Die Häftlinge mussten auf dem kalten Boden schlafen, auf dünnen Strohmatten auf Beton, er kniete sich hin um uns zu demonstrieren, wie sie gefoltert worden waren. Es dauerte nicht lange, da ging ob dieser menschenverachtenden Demonstration, die keine Geschichte und soviel mehr war als nur Demonstration, Schluchzen durch den Raum. Mir war übel, ich hatte Probleme, die stickige Luft in meine Lunge zu ziehen.

Er stand auf. Schwieg. Beobachte seine Worte, die noch durch den Raum waberten, gab der Reaktion der Menschen, die dicht gedrängt an den Wänden saßen und sich teilweise aneinander klammerten, Zeit. Das schwache Neonlicht flackerte und surrte monoton.

Kurz bevor die Stille unerträglich zu werden schien hob er seine Stimme wieder an. Ich weiß nicht mehr genau, was er sagte, meine Erinnerung weicht noch heute der Kälte und den Tränen, die mir aus den Augen auf den glatten, leicht grün schimmernden Boden fielen.
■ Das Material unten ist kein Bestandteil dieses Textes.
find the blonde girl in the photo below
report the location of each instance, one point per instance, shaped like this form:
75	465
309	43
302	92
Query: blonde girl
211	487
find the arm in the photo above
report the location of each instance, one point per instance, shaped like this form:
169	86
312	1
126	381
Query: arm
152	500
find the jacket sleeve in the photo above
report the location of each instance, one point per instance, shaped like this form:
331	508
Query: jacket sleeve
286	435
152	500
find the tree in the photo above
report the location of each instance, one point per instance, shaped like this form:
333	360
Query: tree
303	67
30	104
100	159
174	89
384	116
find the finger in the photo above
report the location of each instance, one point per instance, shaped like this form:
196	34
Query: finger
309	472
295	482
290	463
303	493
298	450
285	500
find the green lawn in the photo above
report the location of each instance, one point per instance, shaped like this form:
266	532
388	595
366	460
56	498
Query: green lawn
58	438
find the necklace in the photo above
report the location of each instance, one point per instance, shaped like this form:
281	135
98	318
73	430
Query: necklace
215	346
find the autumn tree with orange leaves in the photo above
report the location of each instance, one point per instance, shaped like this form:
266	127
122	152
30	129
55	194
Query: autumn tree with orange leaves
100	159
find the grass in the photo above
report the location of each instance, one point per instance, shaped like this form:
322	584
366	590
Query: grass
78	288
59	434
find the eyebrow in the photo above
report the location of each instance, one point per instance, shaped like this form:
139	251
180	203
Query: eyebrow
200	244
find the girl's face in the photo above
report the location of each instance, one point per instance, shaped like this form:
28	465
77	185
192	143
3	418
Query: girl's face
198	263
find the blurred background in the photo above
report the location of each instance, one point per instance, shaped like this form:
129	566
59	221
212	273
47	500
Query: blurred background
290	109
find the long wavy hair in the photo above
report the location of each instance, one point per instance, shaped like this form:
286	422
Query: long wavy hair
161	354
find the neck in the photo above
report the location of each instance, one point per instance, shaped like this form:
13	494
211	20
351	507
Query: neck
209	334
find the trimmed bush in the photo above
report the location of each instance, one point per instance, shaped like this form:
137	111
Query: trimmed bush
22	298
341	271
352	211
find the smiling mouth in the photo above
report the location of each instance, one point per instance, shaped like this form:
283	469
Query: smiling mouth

Ich weiß nur, dass ich durch mein Weinen hindurch verwundert war. Das was ich hörte klang nicht gebrochen, nicht hasserfüllt, nicht traurig oder selbstbemitleidend. All das hatte ich erwartet und fast vorausgesetzt.
Er war gütig. Er war sanft. Er sagte, er hätte diesen Menschen verziehen. Vergeben. Den Mord an seinem Vater, die Verletzungen seiner Person, die körperlich waren und noch jetzt seine Haut zierten, die Verletzungen an seiner Seele. Und er schien glücklich.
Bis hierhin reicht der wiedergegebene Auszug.